The enthusiasm from the record turnout during February’s S.C. GOP presidential primary has carried over to the election of state delegates to the Republican National Convention in Cleveland, where another battle could take place.
Saturday was a difficult day for Republican presidential candidate Donald Trump. Despite winning South Carolina’s GOP primary by ten percentage points in February, online news site Politico reports Trump allies lost five of the six available slots up for grabs in the Third and Seventh congressional districts on Saturday. While all 50 of the state’s delegates are pledged to support Trump on first ballot at the national GOP convention, party rules allow them to switch to another candidate if no candidate wins the required delegate majority and another ballot is needed.
With pundits questioning if GOP front-runner Donald Trump can reach the 1,237 delegates needed to lock up the nomination on the first ballot, the convention in Cleveland could end up being a free-for-all with delegates being released after early rounds of voting in July.
According to the State newspaper more than 190 S.C. Republican state delegates have announced intentions to run for 47 national convention seats — a number that’s expected to grow as delegate elections are held throughout the next month.
On Saturday, the delegate selections favored Texas US Sen. Ted Cruz, whose campaign had been more active in recruiting supporters to run in those districts as an alternative to Trump. That drew the frontrunner’s ire.

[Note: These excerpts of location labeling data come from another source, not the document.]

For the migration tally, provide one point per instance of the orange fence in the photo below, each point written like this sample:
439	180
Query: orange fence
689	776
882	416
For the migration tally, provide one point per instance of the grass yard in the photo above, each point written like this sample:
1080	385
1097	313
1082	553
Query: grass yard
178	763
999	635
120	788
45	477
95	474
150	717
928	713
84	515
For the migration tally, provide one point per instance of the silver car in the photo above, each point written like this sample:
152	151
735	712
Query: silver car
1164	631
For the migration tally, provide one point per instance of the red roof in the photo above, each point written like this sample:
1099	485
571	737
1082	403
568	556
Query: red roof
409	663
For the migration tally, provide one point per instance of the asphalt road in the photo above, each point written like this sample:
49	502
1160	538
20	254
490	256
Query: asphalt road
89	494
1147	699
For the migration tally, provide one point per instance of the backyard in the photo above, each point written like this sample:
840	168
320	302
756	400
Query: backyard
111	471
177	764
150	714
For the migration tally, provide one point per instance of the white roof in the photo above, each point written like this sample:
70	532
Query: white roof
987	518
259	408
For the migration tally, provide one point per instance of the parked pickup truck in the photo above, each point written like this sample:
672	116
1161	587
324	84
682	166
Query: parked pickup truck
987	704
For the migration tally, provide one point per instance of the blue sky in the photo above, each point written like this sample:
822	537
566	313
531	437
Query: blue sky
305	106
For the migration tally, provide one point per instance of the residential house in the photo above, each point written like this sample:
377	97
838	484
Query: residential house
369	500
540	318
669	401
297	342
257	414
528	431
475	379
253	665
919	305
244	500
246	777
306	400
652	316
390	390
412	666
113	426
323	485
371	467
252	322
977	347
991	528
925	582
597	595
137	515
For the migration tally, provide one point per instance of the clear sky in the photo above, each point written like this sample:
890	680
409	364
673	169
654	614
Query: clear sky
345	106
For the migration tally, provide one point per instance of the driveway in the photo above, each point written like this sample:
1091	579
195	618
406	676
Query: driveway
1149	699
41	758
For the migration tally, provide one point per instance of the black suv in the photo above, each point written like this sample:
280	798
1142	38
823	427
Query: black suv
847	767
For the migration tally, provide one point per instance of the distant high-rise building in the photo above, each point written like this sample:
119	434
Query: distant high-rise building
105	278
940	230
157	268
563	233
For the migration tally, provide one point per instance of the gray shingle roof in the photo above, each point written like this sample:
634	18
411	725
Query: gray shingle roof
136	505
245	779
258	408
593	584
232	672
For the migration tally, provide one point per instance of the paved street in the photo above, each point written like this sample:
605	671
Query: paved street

“I win a state in votes and then get non-representative delegates because they are offered all sorts of goodies by Cruz campaign. Bad system!” Trump tweeted.
Representatives of the three remaining GOP presidential candidates have been reaching out to SC delegates to vote for their supporters as month long national convention elections start Saturday with Republican congressional district conventions in Greenwood and Florence. Conventions in the state’s other five congressional districts will follow before the state Republican Party convention is held in Columbia on May 7.